«Detenuti maltrattati», agenti contro Ramponi

I sindacati della penitenziaria hanno presentato una querela in procura contro le parole dette dal primario del pronto soccorso in commissione



TRENTO. Il verbale della prima commissione del consiglio provinciale diventa parte integrante di un esposto firmato da una rappresentanza degli agenti della polizia penitenziaria in servizio al carcere di Spini. Verbale che «racconta» la seduta durante la quale è stato ascoltato il dottor Claudio Ramponi che, oltre a dirigere il pronto soccorso del Santa Chiara, è responsabile dell’assistenza sanitaria in carcere. In quel contesto, rispondendo a delle domande avrebbe rilevato (così si legge) l’esistenza di «problemi relazionali fra detenuti e agenti da cui sono maltrattati, ma anche faide tra detenuti». Una frase che ha gelato il sangue di molti agenti che lavorano a Spini e che ha spinto i rappresentanti sindacali a cercare di capire come sono andate le cose. «Vogliamo che emerga la verità - spiega Massimiliano Rosa segretario provinciale del Sappe - perché le parole del dottore sono molto pesanti. Le accuse che muove oltre che essere offensive e diffamatorie della nostra professione, sono del tutto prive di fondamento e calunniose». Parla di sdegno il segretario del Sinappe, Andrea Mazzarese. «Sono - scrive in un comunicato - racconti fantasiosi, che danno in pasto all’opinione pubblica la visione totalmente distorta di onesti poliziotti trasformati in carnefici che invece proprio nel corso dell’ultimo anno hanno subito in più circostanze veramente molte aggressioni verbali e fisiche. Colleghi presi a sputi, a morsi o a pugni che sono dovuti ricorrere alle cure del pronto soccorso, sempre regolarmente denunciate in procura. Non ci risultano invece denunce da parte dei detenuti».
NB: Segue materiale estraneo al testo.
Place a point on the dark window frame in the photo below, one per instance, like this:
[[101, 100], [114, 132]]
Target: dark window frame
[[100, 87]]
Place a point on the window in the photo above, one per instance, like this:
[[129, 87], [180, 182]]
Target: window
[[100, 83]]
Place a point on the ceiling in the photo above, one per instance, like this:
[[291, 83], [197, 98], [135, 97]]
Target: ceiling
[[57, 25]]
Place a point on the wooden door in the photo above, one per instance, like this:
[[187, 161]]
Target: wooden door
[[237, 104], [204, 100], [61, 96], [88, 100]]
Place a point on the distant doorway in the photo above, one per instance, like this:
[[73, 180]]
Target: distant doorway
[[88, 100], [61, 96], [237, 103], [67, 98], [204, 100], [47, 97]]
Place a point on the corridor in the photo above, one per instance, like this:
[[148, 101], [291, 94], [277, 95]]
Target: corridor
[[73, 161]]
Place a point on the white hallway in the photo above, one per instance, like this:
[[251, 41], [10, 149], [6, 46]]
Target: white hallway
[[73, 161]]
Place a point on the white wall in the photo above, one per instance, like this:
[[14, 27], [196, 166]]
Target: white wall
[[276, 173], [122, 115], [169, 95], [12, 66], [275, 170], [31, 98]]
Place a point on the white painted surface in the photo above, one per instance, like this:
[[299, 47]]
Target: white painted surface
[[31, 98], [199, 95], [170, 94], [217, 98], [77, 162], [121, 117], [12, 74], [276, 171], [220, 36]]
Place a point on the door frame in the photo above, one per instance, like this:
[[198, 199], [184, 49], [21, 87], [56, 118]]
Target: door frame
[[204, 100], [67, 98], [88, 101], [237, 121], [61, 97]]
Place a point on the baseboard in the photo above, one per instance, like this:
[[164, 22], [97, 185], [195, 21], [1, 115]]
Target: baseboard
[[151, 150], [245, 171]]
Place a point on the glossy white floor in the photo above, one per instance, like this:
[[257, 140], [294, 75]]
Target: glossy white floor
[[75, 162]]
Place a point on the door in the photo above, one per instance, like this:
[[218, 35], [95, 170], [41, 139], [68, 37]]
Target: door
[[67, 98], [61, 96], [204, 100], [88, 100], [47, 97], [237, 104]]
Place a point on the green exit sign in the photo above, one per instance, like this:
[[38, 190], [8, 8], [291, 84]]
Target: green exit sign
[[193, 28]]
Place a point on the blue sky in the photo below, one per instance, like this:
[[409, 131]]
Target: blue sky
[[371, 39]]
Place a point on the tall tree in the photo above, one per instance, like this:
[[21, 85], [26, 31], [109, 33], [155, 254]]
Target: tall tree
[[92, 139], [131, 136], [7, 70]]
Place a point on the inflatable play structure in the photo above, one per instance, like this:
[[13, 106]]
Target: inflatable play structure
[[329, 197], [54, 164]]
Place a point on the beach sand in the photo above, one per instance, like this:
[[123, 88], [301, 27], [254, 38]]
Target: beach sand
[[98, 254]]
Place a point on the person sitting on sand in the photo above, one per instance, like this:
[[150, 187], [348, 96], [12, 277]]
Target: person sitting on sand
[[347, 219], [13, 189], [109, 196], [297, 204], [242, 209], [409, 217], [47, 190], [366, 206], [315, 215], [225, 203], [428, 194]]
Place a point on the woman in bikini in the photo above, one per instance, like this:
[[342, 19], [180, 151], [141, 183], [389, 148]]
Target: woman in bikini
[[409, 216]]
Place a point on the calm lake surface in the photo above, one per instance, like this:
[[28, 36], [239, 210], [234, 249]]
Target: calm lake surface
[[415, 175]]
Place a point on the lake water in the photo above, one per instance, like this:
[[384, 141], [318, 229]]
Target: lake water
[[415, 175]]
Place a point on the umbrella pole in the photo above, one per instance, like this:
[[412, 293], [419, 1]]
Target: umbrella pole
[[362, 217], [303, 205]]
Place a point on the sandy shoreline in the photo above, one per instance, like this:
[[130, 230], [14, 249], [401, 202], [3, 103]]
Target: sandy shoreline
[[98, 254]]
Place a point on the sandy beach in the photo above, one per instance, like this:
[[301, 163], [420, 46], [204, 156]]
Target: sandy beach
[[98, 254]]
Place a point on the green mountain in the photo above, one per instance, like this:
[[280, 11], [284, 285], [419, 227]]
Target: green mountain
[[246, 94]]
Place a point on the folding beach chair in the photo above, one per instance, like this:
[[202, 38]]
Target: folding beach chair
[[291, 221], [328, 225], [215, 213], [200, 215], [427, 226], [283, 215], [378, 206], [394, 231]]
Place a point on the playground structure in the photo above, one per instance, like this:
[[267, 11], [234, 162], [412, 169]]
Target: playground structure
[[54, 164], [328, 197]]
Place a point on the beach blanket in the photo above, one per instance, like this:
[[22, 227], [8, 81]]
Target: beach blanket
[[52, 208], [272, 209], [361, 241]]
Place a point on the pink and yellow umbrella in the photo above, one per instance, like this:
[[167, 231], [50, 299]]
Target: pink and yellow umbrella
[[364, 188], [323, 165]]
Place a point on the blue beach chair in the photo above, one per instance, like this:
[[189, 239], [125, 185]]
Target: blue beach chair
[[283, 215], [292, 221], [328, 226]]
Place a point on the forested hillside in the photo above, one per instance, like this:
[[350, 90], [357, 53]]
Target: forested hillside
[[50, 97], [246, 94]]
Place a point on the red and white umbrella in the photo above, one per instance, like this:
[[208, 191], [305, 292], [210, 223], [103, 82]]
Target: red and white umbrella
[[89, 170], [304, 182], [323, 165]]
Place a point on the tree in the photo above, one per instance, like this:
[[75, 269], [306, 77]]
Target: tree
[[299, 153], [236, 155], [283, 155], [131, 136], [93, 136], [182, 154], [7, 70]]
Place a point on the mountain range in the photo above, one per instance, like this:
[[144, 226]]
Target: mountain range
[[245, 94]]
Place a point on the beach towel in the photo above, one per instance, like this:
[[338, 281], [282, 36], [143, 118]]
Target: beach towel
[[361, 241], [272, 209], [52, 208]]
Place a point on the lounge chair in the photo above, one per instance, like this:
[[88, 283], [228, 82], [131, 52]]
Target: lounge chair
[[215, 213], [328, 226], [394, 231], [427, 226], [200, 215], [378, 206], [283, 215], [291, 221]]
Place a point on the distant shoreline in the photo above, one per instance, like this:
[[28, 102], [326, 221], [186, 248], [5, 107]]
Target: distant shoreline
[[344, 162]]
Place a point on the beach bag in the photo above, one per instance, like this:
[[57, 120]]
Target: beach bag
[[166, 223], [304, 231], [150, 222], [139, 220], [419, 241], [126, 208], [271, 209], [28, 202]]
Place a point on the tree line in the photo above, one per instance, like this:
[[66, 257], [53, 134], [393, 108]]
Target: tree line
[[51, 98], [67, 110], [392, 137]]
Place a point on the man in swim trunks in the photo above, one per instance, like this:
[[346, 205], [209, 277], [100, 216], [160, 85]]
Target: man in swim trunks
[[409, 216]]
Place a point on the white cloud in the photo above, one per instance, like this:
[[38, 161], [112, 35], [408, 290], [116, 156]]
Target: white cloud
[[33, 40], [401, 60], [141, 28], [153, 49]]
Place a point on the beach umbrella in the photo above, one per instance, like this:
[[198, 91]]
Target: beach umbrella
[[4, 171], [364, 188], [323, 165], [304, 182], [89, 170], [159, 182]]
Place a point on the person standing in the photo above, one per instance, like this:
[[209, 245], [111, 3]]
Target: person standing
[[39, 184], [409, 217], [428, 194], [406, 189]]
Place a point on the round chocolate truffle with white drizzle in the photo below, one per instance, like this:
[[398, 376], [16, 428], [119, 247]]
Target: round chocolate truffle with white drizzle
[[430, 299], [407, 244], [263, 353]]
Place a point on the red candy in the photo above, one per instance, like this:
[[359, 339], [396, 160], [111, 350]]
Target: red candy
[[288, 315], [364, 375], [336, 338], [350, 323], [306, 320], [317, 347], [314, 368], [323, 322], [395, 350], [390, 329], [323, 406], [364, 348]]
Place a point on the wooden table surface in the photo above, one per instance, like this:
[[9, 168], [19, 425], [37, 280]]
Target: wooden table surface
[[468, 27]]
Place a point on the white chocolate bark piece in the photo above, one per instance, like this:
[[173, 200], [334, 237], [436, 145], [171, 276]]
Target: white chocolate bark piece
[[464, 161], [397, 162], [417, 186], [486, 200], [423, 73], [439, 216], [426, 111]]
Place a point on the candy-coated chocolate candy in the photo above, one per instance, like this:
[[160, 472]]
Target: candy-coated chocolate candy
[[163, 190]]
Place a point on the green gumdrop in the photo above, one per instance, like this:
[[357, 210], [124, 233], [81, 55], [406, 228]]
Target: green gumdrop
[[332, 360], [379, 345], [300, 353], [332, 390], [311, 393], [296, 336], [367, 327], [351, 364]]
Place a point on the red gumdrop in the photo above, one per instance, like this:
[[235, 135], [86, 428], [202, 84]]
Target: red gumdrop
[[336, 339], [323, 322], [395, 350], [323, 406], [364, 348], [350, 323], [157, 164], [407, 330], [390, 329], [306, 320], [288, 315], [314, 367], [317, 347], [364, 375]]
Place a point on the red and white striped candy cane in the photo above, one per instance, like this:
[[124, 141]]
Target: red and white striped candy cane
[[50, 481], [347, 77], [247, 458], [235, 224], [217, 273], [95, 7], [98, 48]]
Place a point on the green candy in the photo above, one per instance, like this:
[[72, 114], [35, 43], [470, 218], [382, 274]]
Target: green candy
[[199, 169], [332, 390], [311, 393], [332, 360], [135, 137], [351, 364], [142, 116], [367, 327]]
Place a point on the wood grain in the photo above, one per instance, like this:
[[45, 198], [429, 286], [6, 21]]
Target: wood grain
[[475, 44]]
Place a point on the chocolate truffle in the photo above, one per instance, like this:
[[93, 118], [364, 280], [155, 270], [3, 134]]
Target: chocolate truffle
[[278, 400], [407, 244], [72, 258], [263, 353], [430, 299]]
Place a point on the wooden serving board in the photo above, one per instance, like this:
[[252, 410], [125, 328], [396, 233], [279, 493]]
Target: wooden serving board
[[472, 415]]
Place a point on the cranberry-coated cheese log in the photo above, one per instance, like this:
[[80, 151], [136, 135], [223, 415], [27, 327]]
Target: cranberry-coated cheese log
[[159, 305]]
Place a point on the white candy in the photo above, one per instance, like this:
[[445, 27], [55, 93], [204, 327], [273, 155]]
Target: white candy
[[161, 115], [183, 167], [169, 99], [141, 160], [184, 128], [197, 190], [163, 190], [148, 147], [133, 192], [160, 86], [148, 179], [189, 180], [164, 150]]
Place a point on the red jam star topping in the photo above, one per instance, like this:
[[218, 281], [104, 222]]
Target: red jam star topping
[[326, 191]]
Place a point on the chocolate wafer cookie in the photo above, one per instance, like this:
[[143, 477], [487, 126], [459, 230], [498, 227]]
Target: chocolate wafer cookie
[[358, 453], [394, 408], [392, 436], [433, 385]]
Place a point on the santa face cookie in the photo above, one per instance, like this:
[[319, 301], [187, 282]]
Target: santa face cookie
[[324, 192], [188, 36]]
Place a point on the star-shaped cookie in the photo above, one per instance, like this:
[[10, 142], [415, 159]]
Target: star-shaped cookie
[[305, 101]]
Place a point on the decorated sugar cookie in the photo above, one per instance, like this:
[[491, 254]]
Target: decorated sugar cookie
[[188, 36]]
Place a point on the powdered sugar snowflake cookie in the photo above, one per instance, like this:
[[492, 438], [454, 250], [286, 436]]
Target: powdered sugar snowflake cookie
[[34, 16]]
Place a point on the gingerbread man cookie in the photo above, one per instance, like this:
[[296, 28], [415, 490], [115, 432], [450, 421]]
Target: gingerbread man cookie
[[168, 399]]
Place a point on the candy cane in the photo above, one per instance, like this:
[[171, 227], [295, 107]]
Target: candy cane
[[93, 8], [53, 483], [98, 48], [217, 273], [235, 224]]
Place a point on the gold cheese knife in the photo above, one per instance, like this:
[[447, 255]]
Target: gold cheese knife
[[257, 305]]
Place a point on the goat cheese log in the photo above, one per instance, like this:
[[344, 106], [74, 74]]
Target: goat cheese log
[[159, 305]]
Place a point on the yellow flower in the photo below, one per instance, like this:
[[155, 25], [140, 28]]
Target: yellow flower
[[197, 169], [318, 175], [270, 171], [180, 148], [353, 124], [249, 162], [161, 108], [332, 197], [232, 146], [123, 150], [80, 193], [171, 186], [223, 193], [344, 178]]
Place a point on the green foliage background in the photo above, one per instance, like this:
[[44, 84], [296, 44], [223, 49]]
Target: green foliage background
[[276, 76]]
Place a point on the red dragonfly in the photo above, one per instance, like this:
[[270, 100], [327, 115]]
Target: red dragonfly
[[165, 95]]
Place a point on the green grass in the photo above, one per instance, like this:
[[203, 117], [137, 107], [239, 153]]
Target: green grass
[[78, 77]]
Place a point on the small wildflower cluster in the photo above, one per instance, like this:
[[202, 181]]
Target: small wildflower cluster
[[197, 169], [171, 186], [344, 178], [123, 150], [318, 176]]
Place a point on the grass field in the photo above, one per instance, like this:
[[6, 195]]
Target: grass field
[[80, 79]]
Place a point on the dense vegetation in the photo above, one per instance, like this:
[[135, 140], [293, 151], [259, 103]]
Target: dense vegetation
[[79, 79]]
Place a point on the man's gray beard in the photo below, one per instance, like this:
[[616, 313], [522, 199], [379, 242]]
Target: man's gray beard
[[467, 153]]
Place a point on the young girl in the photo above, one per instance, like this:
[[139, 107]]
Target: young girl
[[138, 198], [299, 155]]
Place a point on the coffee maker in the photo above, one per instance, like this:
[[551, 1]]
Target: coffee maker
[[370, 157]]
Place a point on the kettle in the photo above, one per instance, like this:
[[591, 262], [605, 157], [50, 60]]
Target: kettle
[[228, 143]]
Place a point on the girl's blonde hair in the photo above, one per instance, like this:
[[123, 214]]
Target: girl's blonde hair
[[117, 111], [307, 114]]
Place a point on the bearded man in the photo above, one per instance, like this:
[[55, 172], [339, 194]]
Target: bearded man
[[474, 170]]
Questa la situazione che ora è diventata anche un’esposto «trasversale» presentato ieri mattina in procura e che, spiega Rosa, «serve per fare chiarezza su quanto detto e su quanto invece succede all’interno della struttura di Spini». Rosa che ha anche scritto al provveditore dell’amministrazione penitenziaria al quale viene chiesto di valutare l’opportunità - vista la situazione che si è creata - della presenza del dottore all’interno del carcere. «Puntare il dito - prosegue Rosa nel suo comunicato - contro operatori che lavorano 24 ore su 24 nelle sezioni detentive, a costante contatto con persone private della propria libertà personale e con tutte le loro problematiche, personali, cliniche e psicologiche è davvero di cattivo gusto e diffamatorio». «Ricordo - sottolinea Mazzarese - che da 6 mesi i detenuti sono passati dai 240 previsti a 350 con enorme difficoltà di gestione. La direzione, i poliziotti penitenziari e tutti i civili che lavorano a vario titolo in istituto hanno fatto e fanno ancor oggi l’impossibile per ovviare a questi problemi, e a loro va riconosciuto questo sacrificio».